Making resumes is an iterative process.
A long, arduous one – depending on your proclivity towards the same.
Which, unless you’re a resume-maker by profession, is probably close to zero.
You ask someone who has a keen eye for detail, an OCD for accuracy, unwillingness to haphazardly copy-paste something together, patience to give every word and structured sentence multiple readings and a relatively poor long-term memory to make his resume, and what you have is the equivalent of trudging along for eternity and beyond.
In my quest to make an ideal resume (which actually depends more on what the reader is expecting to find), I came across a few insights that would make the entire process (slightly) less painful.
Everyone I know makes resumes in Microsoft Word. They might publish it as a pdf, but not always.
This creates many problems for the discerning resume writer.
1 — There are multiple, and I mean, multiple variants of the resume that need to properly sorted and kept. For those of us who are fans of Gmail’s labels and realize how they are much better than folders, choosing to keep these resumes in different folders doesn’t solve the problem. Folders usually end up making you forget something’s inside, till the time you open them, almost like a blind spot, if you may call it that.
This leaves us with the choice of renaming our resumes – now, sending out resumes is a delicate enough matter without having to add a name like “My resume – strong focus on xyz” to your resume of choice. As is evident, it makes the recipient wonder – “Focus?” – “Why would a strong focus be required – shouldn’t it come out naturally enough?”
So long drawn out names that help YOU, the resume writer, wade through the sea of versions is not an option.
Which leaves us with special key words – like short forms like Ops for Operations, Tech for Technology, An for Analytics (you do not want to make it longer, trust me).

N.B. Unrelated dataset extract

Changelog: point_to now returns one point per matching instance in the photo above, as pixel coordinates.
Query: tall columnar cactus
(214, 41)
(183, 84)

2 — You also want the latest versions of your resume to be clumped together so that you don’t accidentally send out the wrong attachment to the right person, which becomes slightly difficult unless you use operators like _ or __ or ___ smartly.
3 — There is almost no way you can accurately track which person – on which date – did you send out what version – of which resume – unless you diligently jot all those details down. Over a period of time, all you can do is hope that the version of the resume from two weeks ago – in which you forgot to mention a key contribution from 3 years ago – doesn’t matter. That, or if you’re grammatically challenged (not me), that the person viewing your resume will not notice that you misspelt the word separate as seperate, and even if he does, will not judge you.
4 — Everyone is accustomed to the visual format that Microsoft Word offers – the ability to make demarcations for the resume, headings, tables and the like – and I’m not only talking from the point of the resume maker. Even the resume viewer expects it to be a Word document with the appropriate structure and content.
Which brings us to the solution for this predicament –
There should be a online service that offers your resume for viewing in the format it exists today.
What do you mean?
You don’t send across your resume – only a link to where your resume resides.
How would it work?
The way to get people to use it would obviously mean it allows for an upload of your existing resume in Word format. But that’s only to begin with. Once your version of the truth has been uploaded, the UI should allow you to edit it in the same way you can do it on MS Word.
What would it need?
A service like this would, first and foremost, need the following to be possible –
- entire fonts family to be available
- change font size with equivalent granularity (1 font size onwards)
- ability to copy paste content in identical form
- ability to insert images (if required)
- ability to add messages
- ability to colour text, background, select portions
- bullet points
- paragraph indentation
- and more…
What else could you do?
Publishing – At any point, you could choose to flag the resume as Ready and publish it online – hence, making it viewable by anyone who has the link.
Multiple versions – You could also choose to make separate versions from one version – with separate viewing links for every version. This is especially important because different recipients expect different versions – in terms of number of pages, chronological order of experience or something else.
Privacy – A link anonymizer would be a great addition here, depending on whether the user prefers his resume to be viewable by anyone who wishes to explore, or for specific sets of eyes only.
Security – For the extremely discerning, there should be the option of a password that the viewer needs to enter to be able to view the specific resume.
User-friendliness – Needless to say, for those who still prefer receiving attachments, the user should be able to download a copy of their resume from this site.
Printing – Also, as is obvious, this UI should offer for print-friendly versions – both for online links and for downloaded files.
Ease of management – Depending on the link you send, you should be able to control
- the profile of the resume you wish to display – Operations, Technology, Analytics
- the number of pages you wish to display (you can also choose to allow the viewer to browse through resumes of different lengths, if you so wish)
- visibility of date of last update
The fact that you are doing all of the above online only helps because you can log in from anywhere and make that one change you need to make before your latest reference views it.
This solution will totally take away the pain of managing multiple resumes and keeping track of who has which version – and life, as we resume-makers know, will become much much simpler.